Ugh I hate emails, but is a necessary evil. Testing mail()
call gave this (tail -f /var/log/apache2/error.log
):
sh: 1: /usr/sbin/sendmail: not found
That’s no good.
# for php mail function
apt install postfix
While it is installing, it will ask you a couple of questions. For my scenario I answered the following:
- Internet site: Mail is sent and received directly using SMTP.
- The “mail name” is the domain name used to “qualify” ALL mail addresses without a domain name.
ac93.uk
If this ever needs changed:
nano /etc/postfix/main.cf
systemctl reload postfix
Might need to tweak sendmail_path
to give correct sender information in php.ini:
$ locate php.ini
/etc/php/7.4/apache2/php.ini
/etc/php/7.4/cli/php.ini
/usr/lib/php/7.4/php.ini-development
/usr/lib/php/7.4/php.ini-production
/usr/lib/php/7.4/php.ini-production.cli
nano /etc/php/7.4/apache2/php.ini
set the sendmail_path
to:
sendmail -ti -F Ally -f contact@ac93.uk
With this just as sendmail -ti
, even if I specified the sender in mail()
call, it would send the servers hostname as the envelope’s sender address.
The sendmail
flags:
-t Read message for recipients.
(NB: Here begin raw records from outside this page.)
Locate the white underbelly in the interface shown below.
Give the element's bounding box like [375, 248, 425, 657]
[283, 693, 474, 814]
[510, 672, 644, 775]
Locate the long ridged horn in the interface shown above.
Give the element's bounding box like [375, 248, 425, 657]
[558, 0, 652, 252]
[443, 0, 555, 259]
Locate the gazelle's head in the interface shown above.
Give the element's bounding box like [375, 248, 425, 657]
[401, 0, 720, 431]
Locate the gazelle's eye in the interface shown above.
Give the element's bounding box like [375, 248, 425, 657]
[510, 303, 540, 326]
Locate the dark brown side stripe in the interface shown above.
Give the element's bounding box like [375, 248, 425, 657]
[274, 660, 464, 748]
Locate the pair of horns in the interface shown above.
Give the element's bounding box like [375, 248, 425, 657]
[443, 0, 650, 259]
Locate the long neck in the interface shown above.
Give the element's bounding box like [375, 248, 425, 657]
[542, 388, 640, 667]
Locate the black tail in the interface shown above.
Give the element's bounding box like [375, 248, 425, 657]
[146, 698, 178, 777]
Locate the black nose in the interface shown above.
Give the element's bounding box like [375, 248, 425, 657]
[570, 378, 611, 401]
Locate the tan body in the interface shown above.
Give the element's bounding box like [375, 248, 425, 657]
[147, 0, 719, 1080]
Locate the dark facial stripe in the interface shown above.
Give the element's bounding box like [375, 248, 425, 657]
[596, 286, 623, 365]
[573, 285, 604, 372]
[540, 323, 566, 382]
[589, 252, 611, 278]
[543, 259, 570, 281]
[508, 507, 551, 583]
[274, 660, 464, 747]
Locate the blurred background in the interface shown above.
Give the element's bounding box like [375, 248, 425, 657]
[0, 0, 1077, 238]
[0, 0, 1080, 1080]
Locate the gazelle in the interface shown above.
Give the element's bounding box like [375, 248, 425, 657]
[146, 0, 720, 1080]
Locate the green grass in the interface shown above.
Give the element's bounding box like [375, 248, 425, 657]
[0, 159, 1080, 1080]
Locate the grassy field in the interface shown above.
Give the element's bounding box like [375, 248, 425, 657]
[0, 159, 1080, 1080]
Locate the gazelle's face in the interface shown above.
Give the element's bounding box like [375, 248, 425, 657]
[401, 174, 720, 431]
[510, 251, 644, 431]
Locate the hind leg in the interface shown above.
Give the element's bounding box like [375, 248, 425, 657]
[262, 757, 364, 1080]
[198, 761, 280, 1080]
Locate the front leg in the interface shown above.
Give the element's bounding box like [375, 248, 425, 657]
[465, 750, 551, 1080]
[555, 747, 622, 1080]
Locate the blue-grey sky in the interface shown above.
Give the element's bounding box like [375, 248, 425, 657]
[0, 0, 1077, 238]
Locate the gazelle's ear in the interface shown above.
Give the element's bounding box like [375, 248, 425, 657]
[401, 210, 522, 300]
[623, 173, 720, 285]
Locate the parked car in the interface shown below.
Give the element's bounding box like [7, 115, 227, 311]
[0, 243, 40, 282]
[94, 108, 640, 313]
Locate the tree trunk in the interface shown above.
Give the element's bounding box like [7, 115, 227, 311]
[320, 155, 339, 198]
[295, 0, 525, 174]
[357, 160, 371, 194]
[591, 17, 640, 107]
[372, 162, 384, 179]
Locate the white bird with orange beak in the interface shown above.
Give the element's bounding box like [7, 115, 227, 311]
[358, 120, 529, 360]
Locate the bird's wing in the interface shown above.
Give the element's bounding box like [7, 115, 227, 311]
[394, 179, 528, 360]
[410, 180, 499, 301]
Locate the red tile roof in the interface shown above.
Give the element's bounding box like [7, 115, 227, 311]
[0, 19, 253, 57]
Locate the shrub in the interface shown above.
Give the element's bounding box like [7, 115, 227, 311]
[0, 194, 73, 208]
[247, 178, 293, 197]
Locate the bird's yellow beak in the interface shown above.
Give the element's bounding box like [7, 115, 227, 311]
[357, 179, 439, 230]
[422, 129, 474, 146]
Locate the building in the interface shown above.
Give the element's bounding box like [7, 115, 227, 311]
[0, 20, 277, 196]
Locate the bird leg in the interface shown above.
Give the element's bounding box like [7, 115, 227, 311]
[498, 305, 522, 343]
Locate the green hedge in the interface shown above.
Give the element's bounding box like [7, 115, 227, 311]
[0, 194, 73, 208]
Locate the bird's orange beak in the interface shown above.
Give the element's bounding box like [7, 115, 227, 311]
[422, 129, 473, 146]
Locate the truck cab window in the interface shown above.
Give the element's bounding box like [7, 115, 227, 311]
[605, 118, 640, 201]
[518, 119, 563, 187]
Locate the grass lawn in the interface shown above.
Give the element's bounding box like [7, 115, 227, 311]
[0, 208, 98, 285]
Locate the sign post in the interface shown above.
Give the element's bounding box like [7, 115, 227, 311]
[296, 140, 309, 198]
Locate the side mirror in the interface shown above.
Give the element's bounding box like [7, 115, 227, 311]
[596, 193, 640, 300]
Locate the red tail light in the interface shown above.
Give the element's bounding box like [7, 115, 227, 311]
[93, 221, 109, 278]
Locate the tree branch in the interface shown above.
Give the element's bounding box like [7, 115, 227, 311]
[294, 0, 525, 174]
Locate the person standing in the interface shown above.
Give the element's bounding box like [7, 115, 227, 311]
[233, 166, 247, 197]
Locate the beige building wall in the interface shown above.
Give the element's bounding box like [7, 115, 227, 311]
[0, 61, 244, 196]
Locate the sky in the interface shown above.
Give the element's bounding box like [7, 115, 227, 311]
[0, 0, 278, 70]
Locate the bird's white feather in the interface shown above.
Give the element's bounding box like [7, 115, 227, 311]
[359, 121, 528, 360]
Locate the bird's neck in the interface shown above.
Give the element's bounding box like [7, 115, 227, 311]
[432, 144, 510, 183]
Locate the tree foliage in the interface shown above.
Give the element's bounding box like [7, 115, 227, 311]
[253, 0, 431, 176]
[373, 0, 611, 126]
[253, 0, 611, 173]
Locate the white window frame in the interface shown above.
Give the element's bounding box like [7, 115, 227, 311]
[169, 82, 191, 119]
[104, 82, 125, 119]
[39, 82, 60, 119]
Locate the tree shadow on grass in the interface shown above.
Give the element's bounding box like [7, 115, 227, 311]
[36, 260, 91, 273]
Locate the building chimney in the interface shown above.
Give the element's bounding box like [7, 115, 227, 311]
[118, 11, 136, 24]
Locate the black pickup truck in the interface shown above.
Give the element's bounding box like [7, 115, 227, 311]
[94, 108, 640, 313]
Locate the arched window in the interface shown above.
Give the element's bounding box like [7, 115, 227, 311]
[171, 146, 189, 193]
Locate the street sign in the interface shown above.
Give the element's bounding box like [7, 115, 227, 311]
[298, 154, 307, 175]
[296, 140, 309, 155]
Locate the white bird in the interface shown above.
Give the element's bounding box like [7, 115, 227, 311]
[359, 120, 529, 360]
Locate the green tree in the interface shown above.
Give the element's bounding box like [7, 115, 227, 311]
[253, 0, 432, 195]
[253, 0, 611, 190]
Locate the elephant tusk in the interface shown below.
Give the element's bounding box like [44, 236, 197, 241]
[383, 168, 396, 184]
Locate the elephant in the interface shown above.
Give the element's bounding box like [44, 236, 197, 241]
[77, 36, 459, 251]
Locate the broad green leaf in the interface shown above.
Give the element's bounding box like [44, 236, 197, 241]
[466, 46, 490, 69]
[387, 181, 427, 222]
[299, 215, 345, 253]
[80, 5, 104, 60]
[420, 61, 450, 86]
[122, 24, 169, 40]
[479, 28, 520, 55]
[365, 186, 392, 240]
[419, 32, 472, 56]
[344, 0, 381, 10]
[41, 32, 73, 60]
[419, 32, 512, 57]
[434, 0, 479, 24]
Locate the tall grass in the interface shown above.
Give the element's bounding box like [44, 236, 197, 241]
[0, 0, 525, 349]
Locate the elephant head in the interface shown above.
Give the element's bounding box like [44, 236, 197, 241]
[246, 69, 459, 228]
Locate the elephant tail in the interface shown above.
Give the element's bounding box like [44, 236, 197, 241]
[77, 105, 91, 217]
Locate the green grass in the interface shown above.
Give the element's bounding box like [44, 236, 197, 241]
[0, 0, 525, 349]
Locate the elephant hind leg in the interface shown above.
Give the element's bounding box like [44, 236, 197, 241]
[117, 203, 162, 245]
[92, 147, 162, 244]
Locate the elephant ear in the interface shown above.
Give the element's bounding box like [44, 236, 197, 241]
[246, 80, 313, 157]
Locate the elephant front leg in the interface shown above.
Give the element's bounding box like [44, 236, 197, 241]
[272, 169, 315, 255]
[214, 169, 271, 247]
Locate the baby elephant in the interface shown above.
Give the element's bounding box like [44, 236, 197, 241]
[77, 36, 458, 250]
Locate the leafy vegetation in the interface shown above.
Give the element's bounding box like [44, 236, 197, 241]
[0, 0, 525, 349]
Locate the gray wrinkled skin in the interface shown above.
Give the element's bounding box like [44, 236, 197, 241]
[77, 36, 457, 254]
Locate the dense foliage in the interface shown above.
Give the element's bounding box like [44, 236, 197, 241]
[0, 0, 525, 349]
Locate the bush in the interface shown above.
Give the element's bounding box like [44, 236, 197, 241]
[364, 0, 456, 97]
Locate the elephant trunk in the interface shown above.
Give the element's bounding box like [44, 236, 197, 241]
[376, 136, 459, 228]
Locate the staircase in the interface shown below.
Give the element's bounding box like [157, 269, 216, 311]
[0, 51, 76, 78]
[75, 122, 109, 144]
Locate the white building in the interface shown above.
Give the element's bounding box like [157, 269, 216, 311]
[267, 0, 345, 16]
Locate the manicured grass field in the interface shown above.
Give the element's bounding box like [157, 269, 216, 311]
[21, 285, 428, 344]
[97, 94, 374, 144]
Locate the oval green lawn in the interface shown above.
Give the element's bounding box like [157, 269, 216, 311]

To:, Cc:, and Bcc: lines will be scanned for recipient addresses. The Bcc: line will be deleted before transmission.
-i Ignore dots alone on lines by themselves in incoming messages. This should be set if you are reading data from a file.
-Ffullname Set the full name of the sender.
-fname Sets the name of the 'from' person (i.e., the envelope sender of the mail).
and reload
systemctl reload apache2
Tip: For email to be a bit more secure and for some clients to determine authenticity the IP needs to be added to domain SPF Record, this is a TXT record. Just adding because it was relevant for me!
httpd
Virtual Hosts
Similar to the first command, we take the sites.csv
and create the virtual host based on that.
#!/usr/bin/env bash
csvtool drop 1 sites.csv | csvtool format '%(3)\n' - | while read domain; do
cat <<EOF > /etc/apache2/sites-available/$domain.conf
<VirtualHost *:80>
ServerAdmin webmaster@ac93.org
ServerName $domain
DocumentRoot /var/www/html/$domain/
ErrorLog \${APACHE_LOG_DIR}/error.log
CustomLog \${APACHE_LOG_DIR}/access.log combined
<Directory /var/www/html/$domain>
Options -Indexes
RewriteEngine On
AllowOverride None
</Directory>
</VirtualHost>
EOF
sudo a2ensite $domain
done
sudo systemctl reload apache2
This should only be run once, since you might need to make a tweak to an individual host and if ran a second time this tweak would be lost.
Git
Login to server as ubuntu
.
ssh-keygen -t rsa -N '' -f /home/ubuntu/.ssh/id_rsa
cat /home/ubuntu/.ssh/id_rsa.pub
The static sites have been thrown into a repository.
For the server to access this, copy the id_rsa.pub
from the server and add the SSH key. In Bitbucket: Go to repository → repository settings → access keys.
Clone the repo in /var/www/html
.
Wildcard Subdomain & Cloudflare
The subdomains are routed to a server using a wildcard subdomain, unfortunately these cannot be proxied through Cloudflare, and we do not see many benefits.
I found the easiest way to do this was to export the DNS records and update the file manually, and import it again.